RE: Is it true that there is no absolute morality?
March 7, 2017 at 10:37 pm
(This post was last modified: March 7, 2017 at 10:41 pm by bennyboy.)
(March 7, 2017 at 7:55 pm)Nonpareil Wrote: Because they are. What you describe is not objective morality, but consensus morality. This is not objective. It is still dependent on your opinion.Opinions themselves are the culmination of a series of physical interactions, and are not more than that. Unless you are going to argue free will or indeterminism, then you are trying to separate diametric opposites which aren't actually diametrically opposite. "Subjective" is just a word for those objective processes of which one has the capacity to be aware. You don't have control over the causal chain which leads to you manifesting particular ideas-- you are just a witness to their manifestation.
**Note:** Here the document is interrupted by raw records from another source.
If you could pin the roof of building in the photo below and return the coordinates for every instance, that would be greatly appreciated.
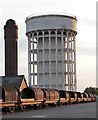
(15, 80)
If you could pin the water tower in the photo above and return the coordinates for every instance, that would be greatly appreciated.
(52, 51)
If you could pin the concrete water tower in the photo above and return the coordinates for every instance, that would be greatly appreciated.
(52, 51)
(11, 44)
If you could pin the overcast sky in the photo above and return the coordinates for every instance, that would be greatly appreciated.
(84, 10)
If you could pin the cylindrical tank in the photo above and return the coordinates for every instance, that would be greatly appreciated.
(52, 51)
(11, 36)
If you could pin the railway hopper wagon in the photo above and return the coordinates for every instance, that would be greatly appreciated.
(64, 97)
(79, 97)
(51, 96)
(30, 96)
(73, 97)
(8, 98)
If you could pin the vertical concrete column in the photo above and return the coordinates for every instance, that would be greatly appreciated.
(29, 59)
(11, 44)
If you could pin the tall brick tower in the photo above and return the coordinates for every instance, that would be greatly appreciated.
(11, 59)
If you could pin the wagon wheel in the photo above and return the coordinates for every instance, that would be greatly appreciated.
(11, 109)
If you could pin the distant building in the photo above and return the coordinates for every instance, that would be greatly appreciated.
(52, 51)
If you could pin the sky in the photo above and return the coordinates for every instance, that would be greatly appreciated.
(84, 10)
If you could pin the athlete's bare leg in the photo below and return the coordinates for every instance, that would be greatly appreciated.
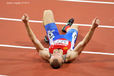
(73, 27)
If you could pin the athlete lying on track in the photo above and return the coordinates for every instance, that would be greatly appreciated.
(61, 48)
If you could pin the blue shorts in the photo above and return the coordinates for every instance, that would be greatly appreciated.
(53, 33)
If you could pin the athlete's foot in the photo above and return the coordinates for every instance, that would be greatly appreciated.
(69, 24)
(46, 39)
(95, 23)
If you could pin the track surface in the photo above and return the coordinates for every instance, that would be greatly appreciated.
(26, 62)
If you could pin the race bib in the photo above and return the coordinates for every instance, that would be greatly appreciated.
(61, 42)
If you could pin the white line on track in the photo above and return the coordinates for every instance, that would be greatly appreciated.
(25, 47)
(84, 1)
(35, 21)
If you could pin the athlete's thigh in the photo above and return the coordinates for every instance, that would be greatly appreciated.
(44, 54)
(71, 35)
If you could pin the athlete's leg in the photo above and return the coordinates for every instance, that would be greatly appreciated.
(50, 26)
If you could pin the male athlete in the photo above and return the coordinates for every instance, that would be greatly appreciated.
(61, 48)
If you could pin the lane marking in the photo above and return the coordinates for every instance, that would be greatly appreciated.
(26, 47)
(36, 21)
(84, 1)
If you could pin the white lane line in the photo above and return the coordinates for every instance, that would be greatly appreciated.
(26, 47)
(98, 2)
(35, 21)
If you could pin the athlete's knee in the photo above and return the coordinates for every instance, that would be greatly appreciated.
(47, 12)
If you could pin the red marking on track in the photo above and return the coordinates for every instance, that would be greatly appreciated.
(20, 62)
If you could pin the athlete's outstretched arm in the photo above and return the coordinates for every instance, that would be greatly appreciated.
(71, 55)
(88, 36)
(32, 36)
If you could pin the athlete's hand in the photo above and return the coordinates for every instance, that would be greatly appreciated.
(95, 23)
(25, 18)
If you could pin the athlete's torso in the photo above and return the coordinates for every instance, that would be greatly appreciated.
(63, 44)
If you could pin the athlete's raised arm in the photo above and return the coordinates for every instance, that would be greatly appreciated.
(32, 36)
(88, 36)
(77, 50)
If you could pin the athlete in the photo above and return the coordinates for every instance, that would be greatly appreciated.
(61, 47)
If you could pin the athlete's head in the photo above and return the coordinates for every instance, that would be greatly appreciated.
(56, 59)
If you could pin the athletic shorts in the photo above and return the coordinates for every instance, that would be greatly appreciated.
(53, 33)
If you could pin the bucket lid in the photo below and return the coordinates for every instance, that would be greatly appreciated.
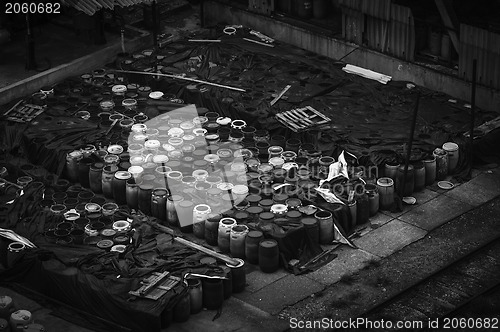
(266, 215)
(255, 234)
(270, 243)
(123, 175)
(385, 182)
(450, 146)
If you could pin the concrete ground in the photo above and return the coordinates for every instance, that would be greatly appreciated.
(394, 252)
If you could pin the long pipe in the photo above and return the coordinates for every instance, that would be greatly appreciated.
(154, 15)
(410, 143)
(193, 245)
(180, 78)
(472, 106)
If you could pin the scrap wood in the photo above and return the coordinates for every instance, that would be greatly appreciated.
(193, 245)
(366, 73)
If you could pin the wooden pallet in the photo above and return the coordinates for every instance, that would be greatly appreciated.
(156, 285)
(23, 113)
(302, 119)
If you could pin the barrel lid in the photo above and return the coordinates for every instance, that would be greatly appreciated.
(240, 189)
(266, 215)
(160, 158)
(278, 208)
(186, 204)
(92, 207)
(115, 149)
(203, 208)
(176, 198)
(266, 202)
(225, 186)
(276, 161)
(108, 232)
(160, 192)
(309, 222)
(255, 210)
(146, 186)
(200, 153)
(208, 261)
(123, 175)
(75, 154)
(255, 234)
(5, 301)
(105, 244)
(385, 182)
(280, 198)
(253, 198)
(450, 146)
(97, 166)
(270, 243)
(402, 168)
(252, 162)
(135, 169)
(119, 88)
(293, 202)
(173, 164)
(214, 192)
(21, 315)
(294, 214)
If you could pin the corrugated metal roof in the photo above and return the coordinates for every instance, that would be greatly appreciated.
(352, 4)
(376, 33)
(90, 7)
(484, 46)
(377, 8)
(401, 41)
(353, 25)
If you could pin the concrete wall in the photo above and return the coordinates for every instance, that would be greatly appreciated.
(76, 67)
(323, 44)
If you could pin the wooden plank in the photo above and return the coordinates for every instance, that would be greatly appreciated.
(193, 245)
(450, 20)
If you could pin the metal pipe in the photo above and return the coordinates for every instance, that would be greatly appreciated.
(410, 143)
(472, 106)
(155, 25)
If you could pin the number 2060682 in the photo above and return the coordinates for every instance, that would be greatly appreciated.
(32, 8)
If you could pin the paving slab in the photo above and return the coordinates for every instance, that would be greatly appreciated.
(379, 219)
(389, 238)
(435, 212)
(281, 293)
(348, 261)
(479, 190)
(236, 316)
(257, 280)
(52, 323)
(374, 222)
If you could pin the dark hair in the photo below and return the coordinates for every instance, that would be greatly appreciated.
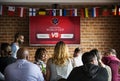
(39, 53)
(16, 36)
(3, 47)
(76, 51)
(87, 57)
(96, 52)
(113, 51)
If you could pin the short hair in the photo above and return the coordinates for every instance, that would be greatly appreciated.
(17, 35)
(113, 51)
(77, 50)
(96, 52)
(61, 53)
(88, 57)
(39, 53)
(4, 46)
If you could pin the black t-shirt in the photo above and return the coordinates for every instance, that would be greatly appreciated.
(4, 62)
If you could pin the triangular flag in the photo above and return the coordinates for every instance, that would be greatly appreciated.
(32, 12)
(95, 12)
(11, 10)
(105, 11)
(1, 10)
(119, 10)
(60, 12)
(42, 12)
(49, 12)
(54, 12)
(86, 12)
(64, 12)
(73, 12)
(21, 12)
(82, 14)
(114, 10)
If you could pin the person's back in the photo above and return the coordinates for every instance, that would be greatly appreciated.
(113, 62)
(4, 62)
(60, 65)
(90, 71)
(58, 72)
(5, 58)
(23, 70)
(77, 57)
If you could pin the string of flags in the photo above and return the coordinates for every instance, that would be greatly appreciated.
(82, 12)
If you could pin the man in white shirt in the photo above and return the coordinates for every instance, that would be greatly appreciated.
(18, 40)
(22, 69)
(77, 57)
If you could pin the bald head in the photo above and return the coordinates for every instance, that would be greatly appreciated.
(22, 53)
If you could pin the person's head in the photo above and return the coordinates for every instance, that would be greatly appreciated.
(23, 53)
(5, 49)
(60, 53)
(19, 38)
(76, 52)
(40, 54)
(89, 58)
(111, 52)
(96, 52)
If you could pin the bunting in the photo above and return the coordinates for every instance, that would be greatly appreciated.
(86, 12)
(21, 12)
(64, 12)
(54, 12)
(114, 10)
(1, 10)
(32, 12)
(73, 12)
(11, 10)
(60, 12)
(95, 12)
(119, 10)
(42, 12)
(105, 11)
(83, 12)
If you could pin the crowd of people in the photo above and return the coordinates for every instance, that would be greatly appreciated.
(88, 66)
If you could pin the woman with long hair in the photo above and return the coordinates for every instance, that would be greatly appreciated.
(60, 65)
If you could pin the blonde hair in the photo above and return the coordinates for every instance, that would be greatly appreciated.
(61, 54)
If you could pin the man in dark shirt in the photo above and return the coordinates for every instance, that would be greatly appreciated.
(90, 71)
(5, 58)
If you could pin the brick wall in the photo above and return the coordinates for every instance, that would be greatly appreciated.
(100, 33)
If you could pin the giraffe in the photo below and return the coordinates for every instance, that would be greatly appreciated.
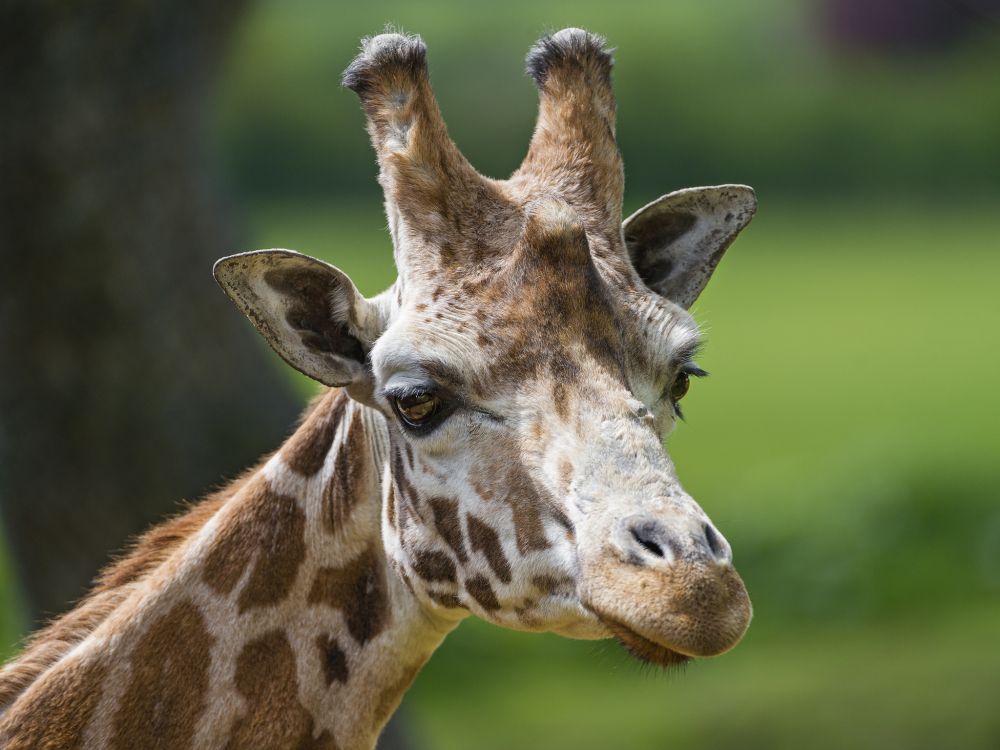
(490, 444)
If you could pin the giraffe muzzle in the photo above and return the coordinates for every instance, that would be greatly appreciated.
(668, 591)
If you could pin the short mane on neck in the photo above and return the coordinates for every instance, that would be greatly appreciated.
(263, 616)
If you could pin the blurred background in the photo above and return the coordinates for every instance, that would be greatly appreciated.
(847, 440)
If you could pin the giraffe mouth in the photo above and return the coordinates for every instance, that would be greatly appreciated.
(644, 649)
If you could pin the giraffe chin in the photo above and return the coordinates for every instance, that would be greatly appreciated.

It just happens that humans are predisposed towards certain opinions. This is objective fact, but it does not make the basis for the value judgments being made any less subjective.
In the search for the ultimate source of morality, it will easily be seen that it is not only arbitrary-- it is not even MOSTLY arbitrary. This can be seen by looking for moral behaviors in worms, in lizards, in birds, in higher mammals. You can clearly see that the motives for moral ideology are more apparent in mammals, and in apes in particular. The love of self and others, guilt, social fears, and so on are ingrained in us. That they manifest in different sets of rules means that those moral rules (called "morality") are highly subjective That they are omnipresent in humanity, and that all human societies have moral rules of some type, means that the moral impulse (also called "morality" but holding a different meaning), are intrinsic to the species.
That other apes also show at least some signs of the same impulses shows that they developed before humans did; research shows that chimps and gorillas have a sense of right and wrong and of fairness, for example. Our instincts as social animals, therefore, represent an objective morality-- and the details of moral systems represent a subjective morality.